Despite these challenges, the camp continued to operate at Gallivan Plaza until April 6, when members relocated to Library Square. By then, however, their already modest numbers had dwindled. “There was practically no one there,” Walker says. The few remaining Occupiers were gone by June.
Message Not Received
Tim Chambless, a political-science professor at the University of Utah, believes the Occupy movement ultimately failed.
Unlike historical movements such as the anti-Vietnam War protests and the civil-rights movement, Occupy did not succeed in changing any government policies, he noted.
“The Occupy movement was a response by desperately poor people ... to economic circumstances—not public policy, not segregation laws, not the military draft and undeclared war—but economic circumstances that were the worst in our country since the 1930s,” Chambless says.

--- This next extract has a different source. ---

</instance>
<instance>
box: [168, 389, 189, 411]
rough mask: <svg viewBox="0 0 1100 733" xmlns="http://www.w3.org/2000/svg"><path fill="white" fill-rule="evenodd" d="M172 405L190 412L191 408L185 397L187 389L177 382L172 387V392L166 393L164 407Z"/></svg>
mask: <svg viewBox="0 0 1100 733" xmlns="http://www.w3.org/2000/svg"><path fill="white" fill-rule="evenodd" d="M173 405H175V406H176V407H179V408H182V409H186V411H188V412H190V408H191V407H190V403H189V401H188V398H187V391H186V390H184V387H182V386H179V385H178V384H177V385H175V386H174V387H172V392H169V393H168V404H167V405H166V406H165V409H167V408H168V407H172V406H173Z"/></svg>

When all was said and done, the political, social, and economic landscape of Salt Lake City, and the country as a whole, changed little as a result of the Occupy movement. Corporate fat cats were still profiting. Politicians were still focused on keeping their corporate contributors happy. Occupiers’ dreams of widespread revolution, of an overhaul of the socioeconomic system, have yet to become reality.

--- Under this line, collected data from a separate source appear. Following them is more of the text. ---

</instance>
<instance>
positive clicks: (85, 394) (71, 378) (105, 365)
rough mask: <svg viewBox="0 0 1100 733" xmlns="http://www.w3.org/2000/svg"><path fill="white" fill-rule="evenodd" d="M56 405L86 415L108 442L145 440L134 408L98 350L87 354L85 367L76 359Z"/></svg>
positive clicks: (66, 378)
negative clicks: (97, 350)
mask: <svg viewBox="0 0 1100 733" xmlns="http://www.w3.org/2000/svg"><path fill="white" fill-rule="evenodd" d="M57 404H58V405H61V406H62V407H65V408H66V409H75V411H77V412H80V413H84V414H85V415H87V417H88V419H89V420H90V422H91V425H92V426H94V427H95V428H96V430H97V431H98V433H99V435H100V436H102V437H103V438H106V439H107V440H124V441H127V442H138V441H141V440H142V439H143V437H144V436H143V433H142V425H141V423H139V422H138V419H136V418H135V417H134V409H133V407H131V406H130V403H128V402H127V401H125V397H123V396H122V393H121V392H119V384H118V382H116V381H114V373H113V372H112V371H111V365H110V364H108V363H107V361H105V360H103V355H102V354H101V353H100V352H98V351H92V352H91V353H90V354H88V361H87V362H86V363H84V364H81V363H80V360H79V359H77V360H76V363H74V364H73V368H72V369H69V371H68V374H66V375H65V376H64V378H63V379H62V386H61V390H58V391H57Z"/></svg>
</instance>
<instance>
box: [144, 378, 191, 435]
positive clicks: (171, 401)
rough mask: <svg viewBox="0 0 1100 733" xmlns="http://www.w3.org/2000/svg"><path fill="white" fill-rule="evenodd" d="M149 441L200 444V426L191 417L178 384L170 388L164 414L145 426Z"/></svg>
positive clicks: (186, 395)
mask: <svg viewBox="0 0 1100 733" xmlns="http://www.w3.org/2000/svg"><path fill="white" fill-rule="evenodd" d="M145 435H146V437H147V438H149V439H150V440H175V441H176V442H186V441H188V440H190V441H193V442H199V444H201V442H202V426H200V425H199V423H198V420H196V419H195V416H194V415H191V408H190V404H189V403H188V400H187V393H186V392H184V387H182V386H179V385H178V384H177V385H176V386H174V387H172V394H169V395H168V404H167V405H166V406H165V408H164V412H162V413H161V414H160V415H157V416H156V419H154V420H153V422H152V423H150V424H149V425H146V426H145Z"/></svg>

Police Chief Chris Burbank also feels that the Occupy movement was more of an expression of discontent than a plan of action. “I certainly think that there was some expression and that you had people who were unhappy with the situation and what was going on. I think that message was received, but unfortunately—as you look across the country—I don’t think that message was received by the political entities that make the decisions,” he says.